Gawai apik yang berwujud kecerdasan buatan (Artificial Intelligence) seperti drone uantuk mengambil gambar, Nest Thermostat (pengatur suhu ruangan otomatis), Netatmo Welcome (kamera pintar pencegah maling), dan lainnya tentu berarti perubahan yang positif. Namun bagaimana bila gawai itu lebih dari ajang untuk mencari  informasi, komunikasi dan hiburan? atau ibarat bumerang yang tidak tampak. Dalam artian membuat seakan mati suri karena turunnya minat belajar, dan lebih parah lagi adalah tumbuhnya budaya cuek, cuek ketika dipanggil, cuek dengan keberadaan seseorang walaupun itu berjarak dekat atau cuek ketika diminta orang tua untuk belajar . Kita mungkin pernah mengalami hal di atas. Sungguh memang sistem mempunyai kelebihan dan kekurangan.
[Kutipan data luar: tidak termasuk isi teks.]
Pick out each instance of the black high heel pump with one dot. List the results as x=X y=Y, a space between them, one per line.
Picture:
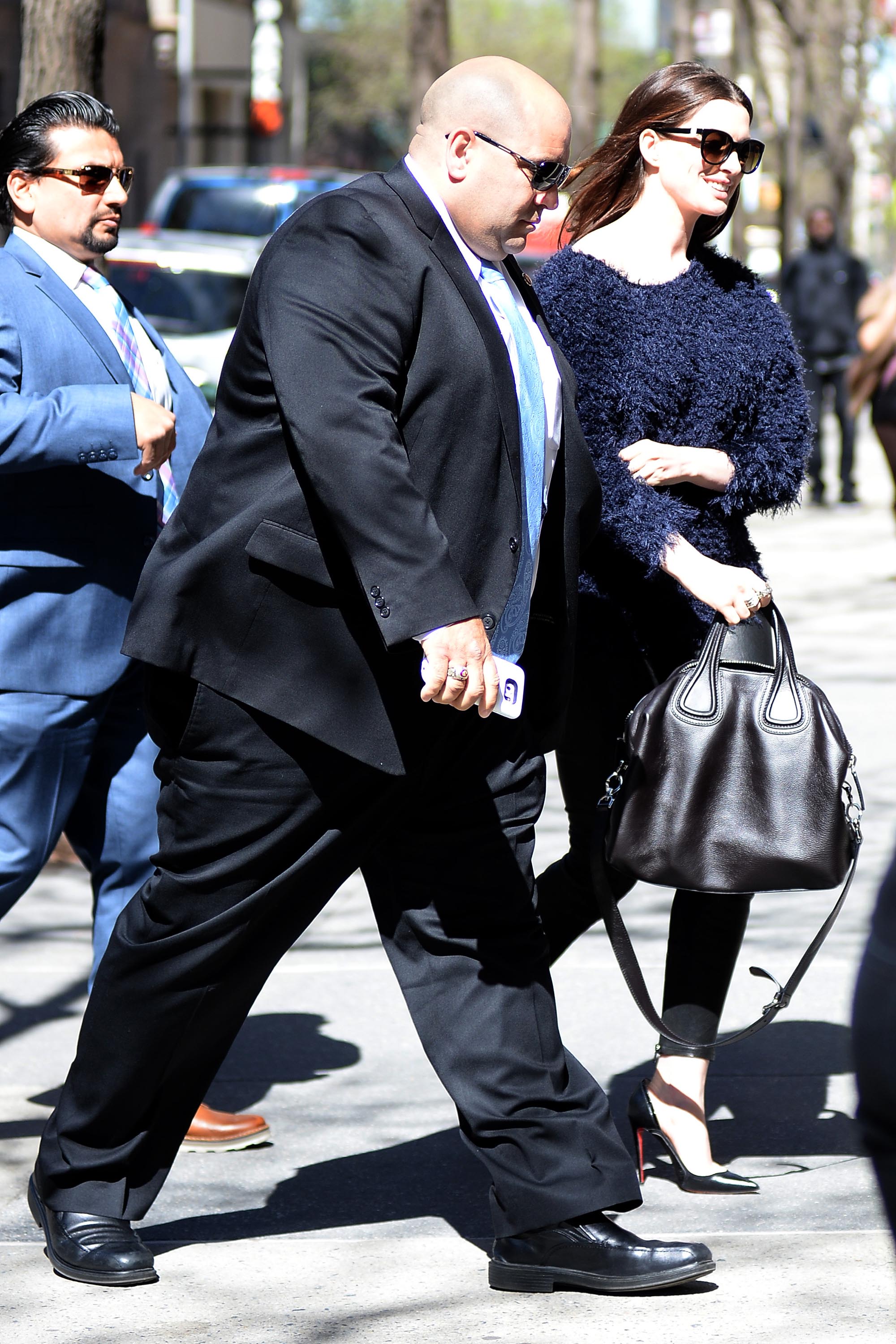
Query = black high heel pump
x=642 y=1119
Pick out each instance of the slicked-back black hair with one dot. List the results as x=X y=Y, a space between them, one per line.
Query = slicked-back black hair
x=26 y=142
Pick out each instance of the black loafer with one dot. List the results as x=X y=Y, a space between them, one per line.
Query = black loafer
x=93 y=1249
x=594 y=1254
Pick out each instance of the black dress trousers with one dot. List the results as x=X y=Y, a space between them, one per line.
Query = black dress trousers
x=258 y=826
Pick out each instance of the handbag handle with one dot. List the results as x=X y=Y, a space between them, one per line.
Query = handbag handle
x=628 y=960
x=699 y=695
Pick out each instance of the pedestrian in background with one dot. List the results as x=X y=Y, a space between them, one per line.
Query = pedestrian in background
x=872 y=374
x=820 y=291
x=694 y=408
x=92 y=405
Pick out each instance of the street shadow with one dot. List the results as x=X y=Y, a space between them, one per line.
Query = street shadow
x=775 y=1088
x=277 y=1047
x=435 y=1176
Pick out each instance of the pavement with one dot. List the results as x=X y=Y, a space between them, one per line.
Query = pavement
x=366 y=1219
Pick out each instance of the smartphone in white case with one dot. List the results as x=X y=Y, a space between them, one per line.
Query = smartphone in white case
x=511 y=686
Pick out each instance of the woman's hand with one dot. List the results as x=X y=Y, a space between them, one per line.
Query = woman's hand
x=724 y=588
x=667 y=464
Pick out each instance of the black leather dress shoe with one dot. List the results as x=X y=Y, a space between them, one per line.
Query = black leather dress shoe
x=92 y=1249
x=595 y=1254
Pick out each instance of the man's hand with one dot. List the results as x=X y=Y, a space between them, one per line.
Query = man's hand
x=155 y=429
x=669 y=464
x=460 y=646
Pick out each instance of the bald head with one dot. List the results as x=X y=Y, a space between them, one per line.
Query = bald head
x=488 y=190
x=499 y=95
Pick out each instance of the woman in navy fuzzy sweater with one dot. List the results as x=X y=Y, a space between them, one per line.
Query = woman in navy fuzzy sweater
x=691 y=398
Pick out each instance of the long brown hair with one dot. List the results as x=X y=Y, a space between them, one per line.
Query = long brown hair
x=610 y=181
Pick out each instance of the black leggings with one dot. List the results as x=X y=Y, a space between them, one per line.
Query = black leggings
x=706 y=932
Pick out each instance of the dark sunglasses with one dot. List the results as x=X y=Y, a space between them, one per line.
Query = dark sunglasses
x=718 y=146
x=544 y=175
x=93 y=178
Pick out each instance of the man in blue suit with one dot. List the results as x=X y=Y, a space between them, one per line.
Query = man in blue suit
x=99 y=431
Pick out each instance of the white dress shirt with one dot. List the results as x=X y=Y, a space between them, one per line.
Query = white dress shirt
x=70 y=272
x=550 y=375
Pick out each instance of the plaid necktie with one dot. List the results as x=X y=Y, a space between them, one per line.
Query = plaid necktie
x=132 y=359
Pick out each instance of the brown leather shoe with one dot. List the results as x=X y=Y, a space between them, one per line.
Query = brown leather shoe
x=220 y=1132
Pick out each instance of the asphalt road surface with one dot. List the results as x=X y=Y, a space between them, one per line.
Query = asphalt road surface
x=367 y=1221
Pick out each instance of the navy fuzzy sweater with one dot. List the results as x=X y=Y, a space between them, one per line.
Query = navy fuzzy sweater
x=706 y=359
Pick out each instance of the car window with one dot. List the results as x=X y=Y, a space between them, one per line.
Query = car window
x=248 y=207
x=186 y=302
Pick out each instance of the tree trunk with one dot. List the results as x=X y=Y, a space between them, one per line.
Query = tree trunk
x=429 y=49
x=683 y=15
x=585 y=101
x=61 y=47
x=793 y=148
x=741 y=65
x=299 y=101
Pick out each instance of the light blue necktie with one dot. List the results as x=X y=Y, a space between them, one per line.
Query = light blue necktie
x=132 y=359
x=508 y=636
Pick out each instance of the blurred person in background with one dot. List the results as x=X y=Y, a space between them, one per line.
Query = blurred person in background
x=820 y=291
x=692 y=404
x=92 y=405
x=872 y=374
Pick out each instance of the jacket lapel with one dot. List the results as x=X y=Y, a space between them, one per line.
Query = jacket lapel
x=65 y=299
x=447 y=253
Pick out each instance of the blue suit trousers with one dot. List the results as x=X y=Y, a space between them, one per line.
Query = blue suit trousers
x=85 y=767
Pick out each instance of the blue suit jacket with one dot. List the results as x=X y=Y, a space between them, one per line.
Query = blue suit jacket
x=76 y=523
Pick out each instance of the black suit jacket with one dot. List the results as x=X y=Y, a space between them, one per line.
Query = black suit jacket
x=361 y=484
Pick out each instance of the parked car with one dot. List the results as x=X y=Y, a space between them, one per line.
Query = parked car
x=249 y=202
x=191 y=287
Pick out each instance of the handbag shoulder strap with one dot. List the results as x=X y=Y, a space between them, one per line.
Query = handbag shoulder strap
x=625 y=953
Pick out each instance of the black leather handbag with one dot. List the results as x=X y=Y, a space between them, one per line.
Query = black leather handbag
x=737 y=776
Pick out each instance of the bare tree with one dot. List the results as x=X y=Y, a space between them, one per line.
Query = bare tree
x=683 y=17
x=62 y=45
x=587 y=76
x=429 y=47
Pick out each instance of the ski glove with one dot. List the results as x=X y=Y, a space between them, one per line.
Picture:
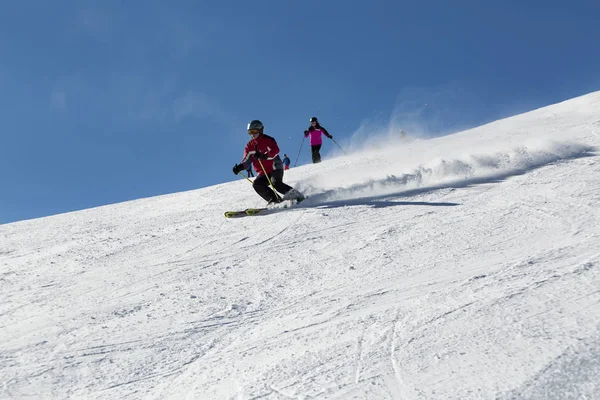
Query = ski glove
x=260 y=156
x=237 y=168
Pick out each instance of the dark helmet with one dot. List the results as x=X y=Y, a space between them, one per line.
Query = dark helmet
x=255 y=124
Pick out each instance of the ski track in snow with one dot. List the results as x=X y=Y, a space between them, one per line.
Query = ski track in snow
x=462 y=267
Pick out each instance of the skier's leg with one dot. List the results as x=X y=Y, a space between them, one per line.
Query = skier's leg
x=315 y=153
x=277 y=181
x=261 y=186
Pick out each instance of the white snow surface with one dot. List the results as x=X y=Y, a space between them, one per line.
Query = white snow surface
x=461 y=267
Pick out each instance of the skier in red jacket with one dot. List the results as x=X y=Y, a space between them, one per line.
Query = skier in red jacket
x=262 y=152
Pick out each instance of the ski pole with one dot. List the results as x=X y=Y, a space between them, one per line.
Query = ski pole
x=269 y=179
x=339 y=146
x=296 y=163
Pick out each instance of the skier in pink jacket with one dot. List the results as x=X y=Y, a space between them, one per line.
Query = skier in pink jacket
x=316 y=140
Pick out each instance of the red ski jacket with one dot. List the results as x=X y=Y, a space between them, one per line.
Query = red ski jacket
x=264 y=144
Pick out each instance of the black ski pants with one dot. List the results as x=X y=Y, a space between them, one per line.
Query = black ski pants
x=262 y=187
x=316 y=153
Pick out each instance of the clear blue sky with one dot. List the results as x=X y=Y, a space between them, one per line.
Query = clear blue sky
x=106 y=101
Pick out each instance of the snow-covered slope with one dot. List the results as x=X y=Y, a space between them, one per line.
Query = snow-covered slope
x=463 y=267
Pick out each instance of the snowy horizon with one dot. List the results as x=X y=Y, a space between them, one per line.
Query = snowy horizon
x=459 y=267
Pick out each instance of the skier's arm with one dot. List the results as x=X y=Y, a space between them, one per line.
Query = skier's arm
x=272 y=149
x=247 y=159
x=326 y=133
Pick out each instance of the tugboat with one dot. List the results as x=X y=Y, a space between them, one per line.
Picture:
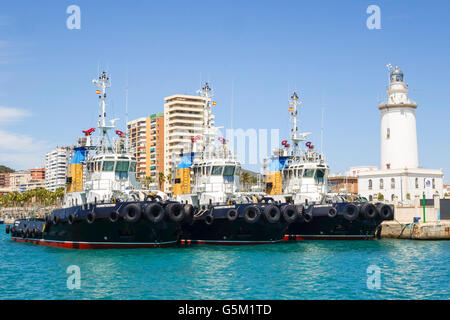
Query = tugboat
x=104 y=206
x=207 y=183
x=301 y=178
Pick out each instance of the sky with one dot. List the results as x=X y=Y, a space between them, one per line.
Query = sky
x=254 y=54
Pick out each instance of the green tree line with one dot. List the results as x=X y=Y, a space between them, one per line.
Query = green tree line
x=39 y=196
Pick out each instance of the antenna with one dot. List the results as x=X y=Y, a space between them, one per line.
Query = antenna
x=232 y=104
x=321 y=130
x=126 y=110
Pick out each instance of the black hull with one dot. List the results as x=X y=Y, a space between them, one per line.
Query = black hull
x=222 y=231
x=97 y=234
x=339 y=227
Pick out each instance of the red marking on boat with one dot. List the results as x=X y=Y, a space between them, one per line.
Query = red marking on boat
x=226 y=242
x=293 y=237
x=97 y=245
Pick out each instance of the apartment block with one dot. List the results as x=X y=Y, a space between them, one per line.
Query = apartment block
x=138 y=139
x=146 y=142
x=56 y=165
x=185 y=117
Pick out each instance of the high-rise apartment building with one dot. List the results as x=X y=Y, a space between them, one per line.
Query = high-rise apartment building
x=56 y=164
x=146 y=142
x=138 y=140
x=185 y=117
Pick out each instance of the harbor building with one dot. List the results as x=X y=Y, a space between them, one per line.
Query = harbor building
x=185 y=118
x=146 y=142
x=56 y=165
x=400 y=178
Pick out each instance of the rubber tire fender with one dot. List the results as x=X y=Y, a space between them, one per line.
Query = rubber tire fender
x=209 y=218
x=369 y=211
x=272 y=213
x=332 y=213
x=132 y=207
x=175 y=211
x=385 y=212
x=114 y=216
x=90 y=217
x=289 y=213
x=232 y=214
x=248 y=214
x=151 y=209
x=55 y=219
x=350 y=212
x=307 y=216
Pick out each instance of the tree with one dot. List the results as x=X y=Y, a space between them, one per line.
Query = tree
x=245 y=179
x=161 y=179
x=146 y=182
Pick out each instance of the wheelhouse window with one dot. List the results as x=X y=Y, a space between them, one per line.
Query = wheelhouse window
x=108 y=166
x=217 y=171
x=320 y=174
x=309 y=173
x=122 y=169
x=228 y=171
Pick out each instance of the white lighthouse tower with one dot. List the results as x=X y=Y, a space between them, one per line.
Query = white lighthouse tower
x=400 y=176
x=398 y=126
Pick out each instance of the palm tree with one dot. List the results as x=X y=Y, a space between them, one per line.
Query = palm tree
x=245 y=179
x=146 y=182
x=161 y=178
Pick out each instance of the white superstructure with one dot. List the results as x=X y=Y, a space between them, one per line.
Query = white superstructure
x=56 y=164
x=109 y=170
x=297 y=175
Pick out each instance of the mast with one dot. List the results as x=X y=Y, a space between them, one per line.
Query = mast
x=296 y=137
x=208 y=130
x=103 y=83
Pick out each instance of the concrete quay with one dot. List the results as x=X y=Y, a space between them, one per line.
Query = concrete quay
x=435 y=230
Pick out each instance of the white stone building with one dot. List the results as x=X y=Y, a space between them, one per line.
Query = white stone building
x=185 y=117
x=56 y=164
x=400 y=177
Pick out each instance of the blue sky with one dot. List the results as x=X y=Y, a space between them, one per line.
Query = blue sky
x=266 y=49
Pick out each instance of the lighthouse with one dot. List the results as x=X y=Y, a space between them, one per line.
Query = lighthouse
x=398 y=126
x=399 y=178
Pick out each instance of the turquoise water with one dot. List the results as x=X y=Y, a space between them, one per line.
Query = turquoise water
x=302 y=270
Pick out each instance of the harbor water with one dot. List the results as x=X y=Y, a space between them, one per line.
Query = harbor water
x=378 y=269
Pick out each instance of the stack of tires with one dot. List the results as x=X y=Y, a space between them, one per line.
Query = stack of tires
x=368 y=211
x=153 y=212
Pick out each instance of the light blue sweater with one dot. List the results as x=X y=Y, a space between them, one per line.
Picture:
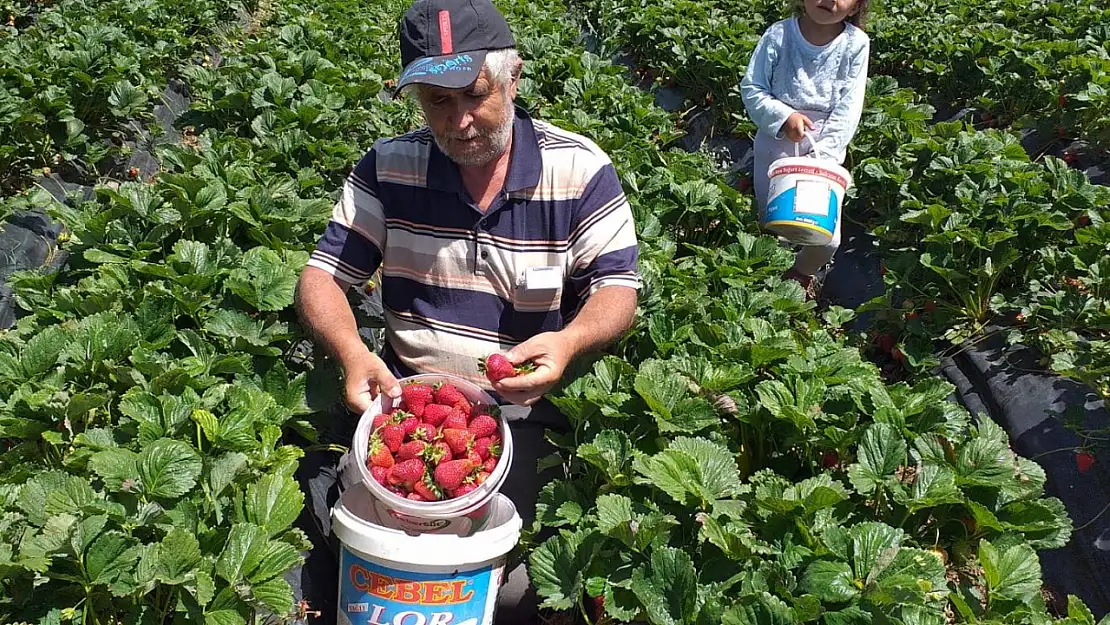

Di era sekarang melarang sama sekali seorang anak bermain gawai sungguh tidaklah mungkin. Bisa-bisa membuat anak justu menjadi gaptek, prestasi turun dan tidak berfikir terbuka terhadap teknologi dan hal-hal baru, sementara teman-temannya lainnya sungguh lihai memanfaatkan teknologi yang ada. Belum lagi pekerjaan  rumah dari bapak/ibu guru di sekolah yang mesti harus cepat selesai dan tidak memungkinkan untuk mencari-cari di buku atau tidak ada di buku. Apalagi sekarang ada K-13 yang seakan membuat para orang tua yang membantu putra-putrinya ketika belajar di rumah (selain guru) dan murid sendiri harus banyak mencari informasi terkait dengan pembelajaran di kelas.  Maka sangatlah mungkin saat itu pasti akan memanfaatkan gawai via browsing atau membaca di E-book. Tentu kita tidak menginkan hal seperti yang tercetak miring di atas bukan?....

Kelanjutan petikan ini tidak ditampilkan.